An interesting thing happened yesterday as Eric and I were leaving church on our way to Elmer’s for breakfast. It’s the sort of incident you have to chalk up to divine providence.
As we walked across the parking lot, a mutual friend who’s 91 and in good health, rolled down the window of the car he was driving, and offered his sympathy to us both. Eric helped sell the house that Erwin and his wife were living in three years ago, and they became fast friends through the process. I’ve known Erwin less well, but we always speak when we run into each other. He’s a fine man, and always has something positive to say.

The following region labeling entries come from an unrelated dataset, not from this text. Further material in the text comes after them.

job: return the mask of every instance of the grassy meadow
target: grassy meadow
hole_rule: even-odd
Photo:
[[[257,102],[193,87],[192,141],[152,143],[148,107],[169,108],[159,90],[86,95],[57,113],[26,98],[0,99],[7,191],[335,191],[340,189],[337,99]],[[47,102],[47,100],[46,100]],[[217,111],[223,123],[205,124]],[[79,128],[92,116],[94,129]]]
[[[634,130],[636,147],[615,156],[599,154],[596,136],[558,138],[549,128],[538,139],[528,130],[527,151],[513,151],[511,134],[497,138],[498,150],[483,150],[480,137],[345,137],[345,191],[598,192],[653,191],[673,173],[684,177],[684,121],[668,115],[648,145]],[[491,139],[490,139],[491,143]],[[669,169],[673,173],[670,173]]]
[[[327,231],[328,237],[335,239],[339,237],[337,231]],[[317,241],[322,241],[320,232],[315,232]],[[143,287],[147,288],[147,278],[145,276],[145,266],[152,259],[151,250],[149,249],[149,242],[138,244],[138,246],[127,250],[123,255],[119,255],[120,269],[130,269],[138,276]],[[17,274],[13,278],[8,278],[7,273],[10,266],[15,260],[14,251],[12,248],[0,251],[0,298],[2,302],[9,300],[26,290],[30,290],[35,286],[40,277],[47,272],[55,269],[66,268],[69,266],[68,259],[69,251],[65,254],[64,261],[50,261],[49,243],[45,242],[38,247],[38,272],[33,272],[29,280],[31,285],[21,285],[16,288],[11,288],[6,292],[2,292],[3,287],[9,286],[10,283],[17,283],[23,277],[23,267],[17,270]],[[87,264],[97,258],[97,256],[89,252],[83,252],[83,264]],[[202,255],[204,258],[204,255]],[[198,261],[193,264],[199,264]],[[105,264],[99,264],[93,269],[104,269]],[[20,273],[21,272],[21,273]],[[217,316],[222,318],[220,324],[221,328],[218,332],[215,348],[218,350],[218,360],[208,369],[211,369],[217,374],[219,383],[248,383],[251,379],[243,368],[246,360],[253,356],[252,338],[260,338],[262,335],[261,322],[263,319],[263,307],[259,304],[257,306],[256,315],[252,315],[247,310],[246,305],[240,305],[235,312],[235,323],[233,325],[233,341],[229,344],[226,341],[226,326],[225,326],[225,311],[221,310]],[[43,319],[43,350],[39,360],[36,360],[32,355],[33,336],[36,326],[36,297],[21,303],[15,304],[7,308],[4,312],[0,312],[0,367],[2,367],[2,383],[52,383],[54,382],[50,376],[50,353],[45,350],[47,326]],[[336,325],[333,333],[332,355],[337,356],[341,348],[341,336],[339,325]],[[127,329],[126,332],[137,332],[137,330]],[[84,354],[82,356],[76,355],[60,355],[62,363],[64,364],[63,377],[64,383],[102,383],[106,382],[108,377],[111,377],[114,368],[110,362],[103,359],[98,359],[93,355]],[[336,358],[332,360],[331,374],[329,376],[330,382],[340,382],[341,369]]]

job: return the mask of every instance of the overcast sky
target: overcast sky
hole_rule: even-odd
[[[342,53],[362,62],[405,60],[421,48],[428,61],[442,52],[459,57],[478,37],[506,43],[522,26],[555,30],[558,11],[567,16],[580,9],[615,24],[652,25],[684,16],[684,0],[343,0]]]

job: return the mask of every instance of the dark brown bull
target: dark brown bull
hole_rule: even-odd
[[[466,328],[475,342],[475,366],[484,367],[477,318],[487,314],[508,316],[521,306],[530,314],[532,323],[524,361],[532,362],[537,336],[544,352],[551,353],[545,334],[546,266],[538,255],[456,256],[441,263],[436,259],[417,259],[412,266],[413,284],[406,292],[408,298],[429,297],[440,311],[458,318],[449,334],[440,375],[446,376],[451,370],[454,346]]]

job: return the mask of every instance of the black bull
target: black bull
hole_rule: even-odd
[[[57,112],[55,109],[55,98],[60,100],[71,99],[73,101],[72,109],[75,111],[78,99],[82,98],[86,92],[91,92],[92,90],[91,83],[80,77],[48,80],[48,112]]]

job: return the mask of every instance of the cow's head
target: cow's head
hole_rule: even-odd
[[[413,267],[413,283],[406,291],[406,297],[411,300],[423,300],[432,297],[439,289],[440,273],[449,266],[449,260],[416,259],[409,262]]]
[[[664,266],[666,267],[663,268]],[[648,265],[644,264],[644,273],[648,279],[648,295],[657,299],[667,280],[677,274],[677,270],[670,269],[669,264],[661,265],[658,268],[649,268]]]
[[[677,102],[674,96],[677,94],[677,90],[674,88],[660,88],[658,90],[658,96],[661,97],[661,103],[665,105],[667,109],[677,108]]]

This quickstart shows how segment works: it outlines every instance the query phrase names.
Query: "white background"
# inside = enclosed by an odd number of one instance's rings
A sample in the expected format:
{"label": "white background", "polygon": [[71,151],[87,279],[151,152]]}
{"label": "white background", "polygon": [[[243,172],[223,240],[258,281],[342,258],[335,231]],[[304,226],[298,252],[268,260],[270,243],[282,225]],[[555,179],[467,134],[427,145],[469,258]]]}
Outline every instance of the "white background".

So there we were, two 50-something men feeling sorry for ourselves chatting with a nonagenarian who drives his own car. He spoke to us with as much compassion and sincerity as anyone we heard from that morning. Our short conversation had a beginning, a middle and an end. It was not just a pat on the back or a frown and tilt of the head from across a crowded room. Erwin locked eyes with us, furrowed a brow and somehow found words we both needed to hear.
At 91, Erwin knows pain and loss, including the death of his wife, Jeannie, a couple of years ago. He also won the lottery, genetically speaking, and may outlive us both. I’m not envious of those who live such long lives. Few people will do it as well as Irwin has. But this man gave us something yesterday that’s rarer than you think—a piece of himself. It was a remarkable encounter.